Brownies Recipe

Brownies are often among the first recipes a beginning baker attempts. In fact, many of us baked our first proud batch of brownies as children. And, just as likely, we’ve puzzled for years over why such a “simple” recipe can have such variable results: too dry, too blah, too underbaked in the center.
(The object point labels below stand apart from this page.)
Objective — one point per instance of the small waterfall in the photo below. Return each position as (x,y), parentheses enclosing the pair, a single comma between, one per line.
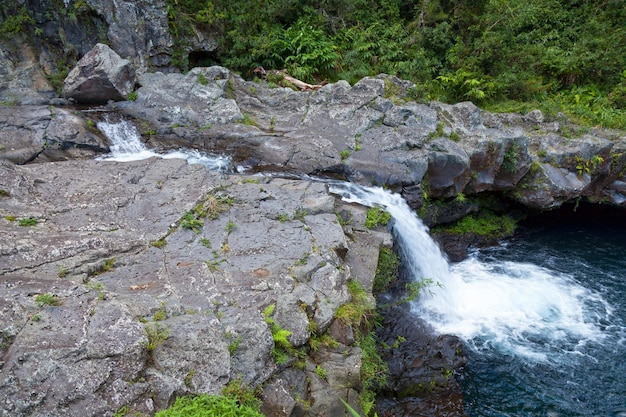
(515,307)
(126,146)
(420,253)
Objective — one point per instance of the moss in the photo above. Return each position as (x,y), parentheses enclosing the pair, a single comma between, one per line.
(375,217)
(209,405)
(485,224)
But the most important aspect of a brownie, for anyone who loves brownies, is texture.


  • 1/2 cup butter
  • 1 cup white sugar
  • 2 eggs
  • 1 tbs vanilla extract
  • 1/3 cup unsweetened cocoa powder
  • 1/2 cup all purpose flour
  • 1/4 tbs salt
  • 1.4 tbs baking powder
For Frosting:
  • 3 tbsp butter, softened
  • 3 tbsp unsweetened cocoa powder
  • 1 tbsp honey
  • 1 tbs vanilla extract
  • 1 cup confectioner’s sugar
 Cooking Procedure:
  1. Preheat oven to 350 degrees F 9 175 degrees C). Grease and Flour an  inch square baking pan.
  2. In a large saucepan, melt 1/2 cup butter. Remove from heat, and stir in sugar, eggs, and 1 tsp. vanilla.
  3. Beat in 1/3 cup cocoa, 1/2 cup flour, salt, and baking powder. Spread batter into prepared pan.
  4. Bake in preheated oven for 30 minutes or up. Do not overcook.
  5. To make frosting: Combine 3 tbsp butter, 3 tbsp cocoa, 1 tbsp honey, 1 tsp vanilla, and 1 cup confectioner’s sugar. Frost brownies while they are still warm.

Cooking Tips:

  1. Brownies aren’t a low-fat treat. Besides the butter–as much as 8 ounces, or one full stick, per batch–there’s the cocoa butter in the chocolate itself.
  2. For a calorie-trimming alternative, look for recipes that use unsweetened cocoa powder instead of bar chocolate, or substitute 3 tablespoons of cocoa powder, plus 1 tablespoon butter, for each ounce of unsweetened chocolate. (“Dutch-process” cocoa has the smoothest, mildest, and richest flavor).
  3. Most cocoa powder has only 10 percent to 12 percent fat, compared to unsweetened bar chocolate’s 50 percent to 55 percent. And many tasters can’t tell the difference!